Leaf Position / Picket Fence

This test determines the position error of each collimator leaf at a variety of positions. For each leaf position, the expected (from RTPLAN with collimator center position added) position is subtracted from the measured position and the error reported in mm in the isoplane:

error = measured - expected

Image Processing: Leaf Sides

The first step in the analysis is to measure the positions of the leaf sides. Accurate measurements are necessary to isolate the positions of a leaf end from the adjacent leaves.

The following example from a Millenium collimator shows the measured positions of the leaf ends and sides (as dashed lines) as well as the expected (planned) positions, compensated with the results from the collimator centering, shown as solid lines.

Millenium Collimator (click for full sized image)

To measure the leaf sides, the sum of each row (or columns if the collimator were turned 90 degrees) of pixels in the entire image is taken, which yields a profile. The following graph shows an example taken from a Millenium collimator showing a peak for each leaf side (click for full size image):

Millenium Collimator Leaf-side Profile (a valley for each leaf)

Using the expected widths of the leaves, the profile is traversed to obtain a rough estimate of the difference in height between the peaks and valleys. A qualitative measurement is made for each peak. A well defined peak is one that shows an adjacent valley at the expected distance on either side.

While the above profile shows well-defined peaks and valleys, images from HD MLC collimators can be less so. Below is an example of the image from an HD MLC collimator followed by a leaf-side profile for an HD MLC collimator:

An example from an HD MLC collimator (click for full size image):

HD MLC Collimator

HD MLC Leaf Side Profile (a valley for each leaf)

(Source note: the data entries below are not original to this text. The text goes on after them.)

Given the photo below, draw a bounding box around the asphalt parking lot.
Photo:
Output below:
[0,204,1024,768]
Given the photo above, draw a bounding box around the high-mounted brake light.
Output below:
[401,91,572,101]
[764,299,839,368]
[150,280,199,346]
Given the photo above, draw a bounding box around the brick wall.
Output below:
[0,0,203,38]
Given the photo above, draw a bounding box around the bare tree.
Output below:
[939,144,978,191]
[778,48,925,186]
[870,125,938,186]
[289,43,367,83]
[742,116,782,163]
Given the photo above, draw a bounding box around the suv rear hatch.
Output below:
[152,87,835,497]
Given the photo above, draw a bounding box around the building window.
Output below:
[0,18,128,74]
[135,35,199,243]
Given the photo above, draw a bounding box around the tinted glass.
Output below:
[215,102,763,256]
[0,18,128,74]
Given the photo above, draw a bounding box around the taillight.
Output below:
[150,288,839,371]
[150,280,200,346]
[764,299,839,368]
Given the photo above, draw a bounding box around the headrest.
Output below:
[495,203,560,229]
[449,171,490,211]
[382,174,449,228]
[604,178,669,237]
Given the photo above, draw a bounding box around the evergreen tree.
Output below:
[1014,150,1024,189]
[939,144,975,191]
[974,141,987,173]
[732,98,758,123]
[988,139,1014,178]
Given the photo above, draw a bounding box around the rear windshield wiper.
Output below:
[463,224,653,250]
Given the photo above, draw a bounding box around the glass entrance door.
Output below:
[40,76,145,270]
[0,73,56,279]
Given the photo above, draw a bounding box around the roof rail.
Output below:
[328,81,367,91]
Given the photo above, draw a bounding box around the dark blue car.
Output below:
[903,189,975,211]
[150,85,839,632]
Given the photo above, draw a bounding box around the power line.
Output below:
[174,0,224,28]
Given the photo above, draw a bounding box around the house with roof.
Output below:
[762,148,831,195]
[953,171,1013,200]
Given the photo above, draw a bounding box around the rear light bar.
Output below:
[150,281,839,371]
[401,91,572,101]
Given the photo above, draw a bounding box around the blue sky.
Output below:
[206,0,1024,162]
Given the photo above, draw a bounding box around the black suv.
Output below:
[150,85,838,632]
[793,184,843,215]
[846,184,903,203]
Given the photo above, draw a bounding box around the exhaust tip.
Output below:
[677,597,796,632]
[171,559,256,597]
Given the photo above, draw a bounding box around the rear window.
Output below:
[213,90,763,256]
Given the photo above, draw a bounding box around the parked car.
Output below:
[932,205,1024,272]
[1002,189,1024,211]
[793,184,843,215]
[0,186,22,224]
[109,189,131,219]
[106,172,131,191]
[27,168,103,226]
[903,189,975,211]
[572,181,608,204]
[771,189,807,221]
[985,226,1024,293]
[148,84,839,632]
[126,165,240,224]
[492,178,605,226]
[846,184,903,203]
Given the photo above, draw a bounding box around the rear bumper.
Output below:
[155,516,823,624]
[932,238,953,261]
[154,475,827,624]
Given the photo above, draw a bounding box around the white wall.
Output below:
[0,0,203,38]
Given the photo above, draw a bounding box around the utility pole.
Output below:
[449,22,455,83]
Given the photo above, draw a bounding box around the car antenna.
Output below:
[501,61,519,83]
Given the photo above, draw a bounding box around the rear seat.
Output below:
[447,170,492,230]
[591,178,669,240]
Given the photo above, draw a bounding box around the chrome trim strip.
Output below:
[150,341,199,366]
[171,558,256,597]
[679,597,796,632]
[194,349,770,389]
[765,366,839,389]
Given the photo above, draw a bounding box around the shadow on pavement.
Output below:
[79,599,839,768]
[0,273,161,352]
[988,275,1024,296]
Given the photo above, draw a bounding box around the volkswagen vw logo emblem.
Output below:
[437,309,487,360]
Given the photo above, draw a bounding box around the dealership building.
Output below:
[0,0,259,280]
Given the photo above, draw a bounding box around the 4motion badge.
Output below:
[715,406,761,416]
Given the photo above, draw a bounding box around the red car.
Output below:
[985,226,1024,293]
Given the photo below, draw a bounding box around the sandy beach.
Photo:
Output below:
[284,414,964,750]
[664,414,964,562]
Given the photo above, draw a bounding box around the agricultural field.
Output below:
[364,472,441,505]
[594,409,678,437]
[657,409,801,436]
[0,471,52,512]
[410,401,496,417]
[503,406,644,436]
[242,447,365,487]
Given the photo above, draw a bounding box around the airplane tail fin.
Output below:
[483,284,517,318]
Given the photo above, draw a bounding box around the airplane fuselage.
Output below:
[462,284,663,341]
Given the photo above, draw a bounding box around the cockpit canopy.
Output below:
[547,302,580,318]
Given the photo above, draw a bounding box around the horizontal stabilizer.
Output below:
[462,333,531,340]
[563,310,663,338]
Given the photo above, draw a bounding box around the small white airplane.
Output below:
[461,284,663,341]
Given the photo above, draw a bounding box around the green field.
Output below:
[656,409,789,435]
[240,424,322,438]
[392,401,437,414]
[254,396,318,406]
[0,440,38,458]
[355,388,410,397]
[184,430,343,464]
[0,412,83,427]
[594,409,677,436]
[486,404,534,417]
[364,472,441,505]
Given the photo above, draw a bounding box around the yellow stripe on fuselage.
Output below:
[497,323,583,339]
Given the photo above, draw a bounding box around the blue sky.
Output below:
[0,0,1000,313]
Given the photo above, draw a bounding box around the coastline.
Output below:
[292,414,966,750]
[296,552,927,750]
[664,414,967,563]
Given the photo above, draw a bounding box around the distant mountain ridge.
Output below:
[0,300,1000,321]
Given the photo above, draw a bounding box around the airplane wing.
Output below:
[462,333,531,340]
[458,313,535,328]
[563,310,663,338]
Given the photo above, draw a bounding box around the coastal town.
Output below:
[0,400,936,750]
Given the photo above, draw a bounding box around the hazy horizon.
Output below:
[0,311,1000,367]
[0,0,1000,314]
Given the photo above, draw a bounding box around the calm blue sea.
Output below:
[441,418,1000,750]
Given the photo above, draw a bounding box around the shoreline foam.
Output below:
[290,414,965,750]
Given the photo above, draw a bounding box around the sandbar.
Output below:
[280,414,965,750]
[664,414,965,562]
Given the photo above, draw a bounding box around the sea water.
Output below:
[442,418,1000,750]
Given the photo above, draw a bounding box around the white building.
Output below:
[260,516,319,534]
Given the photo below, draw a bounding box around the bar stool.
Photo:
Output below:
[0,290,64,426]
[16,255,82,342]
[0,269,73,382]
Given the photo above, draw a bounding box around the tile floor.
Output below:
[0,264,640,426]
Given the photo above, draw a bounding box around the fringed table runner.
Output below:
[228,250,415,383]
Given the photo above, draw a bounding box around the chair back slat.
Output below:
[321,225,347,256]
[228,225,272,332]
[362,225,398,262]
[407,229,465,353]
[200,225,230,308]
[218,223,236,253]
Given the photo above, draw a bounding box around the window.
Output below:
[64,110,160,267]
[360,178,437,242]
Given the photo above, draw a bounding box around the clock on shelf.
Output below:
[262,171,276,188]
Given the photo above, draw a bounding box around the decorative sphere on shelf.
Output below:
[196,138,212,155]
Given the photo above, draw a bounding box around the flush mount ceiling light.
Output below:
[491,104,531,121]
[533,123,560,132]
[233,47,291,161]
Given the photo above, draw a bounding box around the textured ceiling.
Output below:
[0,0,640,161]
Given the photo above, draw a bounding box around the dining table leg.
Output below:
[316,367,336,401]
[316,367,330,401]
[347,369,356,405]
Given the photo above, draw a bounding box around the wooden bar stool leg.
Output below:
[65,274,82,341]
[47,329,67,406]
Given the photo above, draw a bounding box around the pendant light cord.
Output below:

Because the positions of some leaf sides can be difficult to discriminate, only the best (in terms of peak-valley rise and fall) defined leaf sides are used. The assumption is made that at least two leaf sides will be well defined.

Given the best defined leaf sides, a cubic spline is mathematically calculated over the peaks using the profile. The resulting cubic spline function is searched for the highest point, which is the exact position of the peak.

The exact peak positions are matched with their nearest expected leaf sides to determine which leaves they are identifying.

Given the collimator is a rigid body with known dimensions, the remaining leaf sides are linearly extrapolated by using their nearest precisely located neighbors. These values, added to collimator centering, yield the measured position of the leaf sides. These are displayed as the solid horizontal lines in the images above.

Image Processing: Leaf Ends

Each leaf end is measured by first placing a bounding box (shown in white) around the expected position as shown in the image below.

Leaf End Analysis Enlarged. White box shows leaf end search area.
0.1247 mm error is the difference of measured - expected.

The box is centered horizontally around the expected leaf position (vertical dashed line) The vertical top and bottom of the box are 0.5 mm (a configurable value) from the measured leaf sides (horizontal solid lines). The 0.5 mm space isolates the measurement of this leaf end from the vertically adjacent leaf ends. Note that the vertical solid lines (the measured leaf ends) also show this 0.5 mm gap.

The average pixel value is found For each row of pixels in the box. All pixels that are above the average are processed to find their horizontal center of mass:

center of mass = (sum of value * position) / (number of pixels)

The center of masses of each pixel row are averaged to find the center of the leaf end. This value is then added to the collimator centering value, yielding the final result.

Some justifications for the algorithm:

Note that the edges of the bounding box will usually not be at pixel boundaries. To accommodate this, pixels that are only partially included in the box are weighted accordingly. For example, if a row of pixels is 40% inside the box, then the row would be given a 40% weight.